You are 100% right: that means 'where are you?' 
Answer in Lihuanian: Esu (name of the city), o Tu/Jūs? kas naujo? pasiilgau' / Kas naujo? Pasiilgau.
Usualy we use capitalisation in begining of sentence.
Tu = You - informal, Jūs = You - polite.
Lithuanians uses in this case a local case (LOC. - vietininkas) e. g. : *In *Rome - Rom*oje *, *in* Venice - Venecij*oje *, *in *Milano - Milan*e*. If You'd use a nominative case, it would sound comic, because it means, that You _are_ that city, but not that You are *in* that city.
Btw. Lithuanian nor Latvian are not Slavic languages, they are Baltic languages .
Hope it helps. As to Latvian, I can't translate it, sorry. But it seems to be in Lithuanian...


----------



## motorhead

kusurija said:


> This message *is* in Lithuanian, not in Latvian (I guess that not in Latvian).
> You are 100% right: that means 'where are you?'
> Answer in Lihuanian: Esu (name of the city), o Tu/Jūs?
> Tu = You - informal, Jūs = You - polite.
> Btw. Lithuanian nor Latvian are not Slavic languages, they are Baltic languages .


Opss my mistake, thanks a lot


----------



## Flaminius

Hello,

I may be just muddying the water, but «Kur esi?» can be Latvian too.


----------



## motorhead

Flaminius said:


> Hello,
> 
> I may be just muddying the water, but «Kur esi?» can be Latvian too.


I've no idea, but I know for sure that I recived the mes from someone who is latvian


----------



## valdo

The same in Latvian....although we usually say - "Kur tu esi?" or "Kur jūs esat"...And the answer might be   -   es esmu Romā, Venēcijā, Milānā, Itālijā....


----------



## kusurija

valdo said:


> The same in Latvian....although we usually say - "Kur tu esi?" or "Kur jūs esat"...And the answer might be - es esmu Romā, Venēcijā, Milānā, Itālijā....
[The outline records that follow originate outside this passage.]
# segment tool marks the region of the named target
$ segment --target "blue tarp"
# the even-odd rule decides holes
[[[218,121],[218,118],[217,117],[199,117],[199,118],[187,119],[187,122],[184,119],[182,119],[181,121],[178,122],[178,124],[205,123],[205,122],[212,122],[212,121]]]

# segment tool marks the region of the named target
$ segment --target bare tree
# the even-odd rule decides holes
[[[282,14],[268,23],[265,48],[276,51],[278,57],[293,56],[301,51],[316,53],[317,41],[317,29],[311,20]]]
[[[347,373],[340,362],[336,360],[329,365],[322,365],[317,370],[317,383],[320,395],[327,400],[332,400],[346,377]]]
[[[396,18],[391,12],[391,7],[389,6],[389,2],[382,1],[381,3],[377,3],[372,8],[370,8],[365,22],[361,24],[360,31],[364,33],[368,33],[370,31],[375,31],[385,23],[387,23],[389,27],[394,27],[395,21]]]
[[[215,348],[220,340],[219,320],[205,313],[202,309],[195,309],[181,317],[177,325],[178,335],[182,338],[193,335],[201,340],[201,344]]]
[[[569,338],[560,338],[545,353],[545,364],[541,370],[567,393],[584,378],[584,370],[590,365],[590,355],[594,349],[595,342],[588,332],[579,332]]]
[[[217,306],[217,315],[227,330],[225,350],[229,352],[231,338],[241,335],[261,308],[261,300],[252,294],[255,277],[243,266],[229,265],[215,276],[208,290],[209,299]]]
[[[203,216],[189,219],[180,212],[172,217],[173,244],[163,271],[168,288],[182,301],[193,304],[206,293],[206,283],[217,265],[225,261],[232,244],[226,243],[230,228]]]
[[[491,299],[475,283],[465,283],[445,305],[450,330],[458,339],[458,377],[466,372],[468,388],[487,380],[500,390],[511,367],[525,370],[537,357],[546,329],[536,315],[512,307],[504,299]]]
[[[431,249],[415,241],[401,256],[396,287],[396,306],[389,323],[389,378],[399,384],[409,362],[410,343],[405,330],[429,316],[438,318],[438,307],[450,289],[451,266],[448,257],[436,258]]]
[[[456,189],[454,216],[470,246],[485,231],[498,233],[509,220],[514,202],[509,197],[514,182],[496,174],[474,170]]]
 Oops! So excuse me for mistake, I _did_ know, that Lithuanian and Latvian are enough similar, but did not know, that in this case are identic. Sorry.  I beg Your pardon.
In Lithuanian we can also say "Kur tu esi?" or "Kur jūs esat"... But more often "Kur esi" or "Kur esat" ( 2-nd is polite).


----------



## valdo

Labas dienas, Kusurija
You don't need to make any apologies......our languages are as they are......and in this case - yes! - we may use this phrase in both countries..!!!

Priekā!!!


----------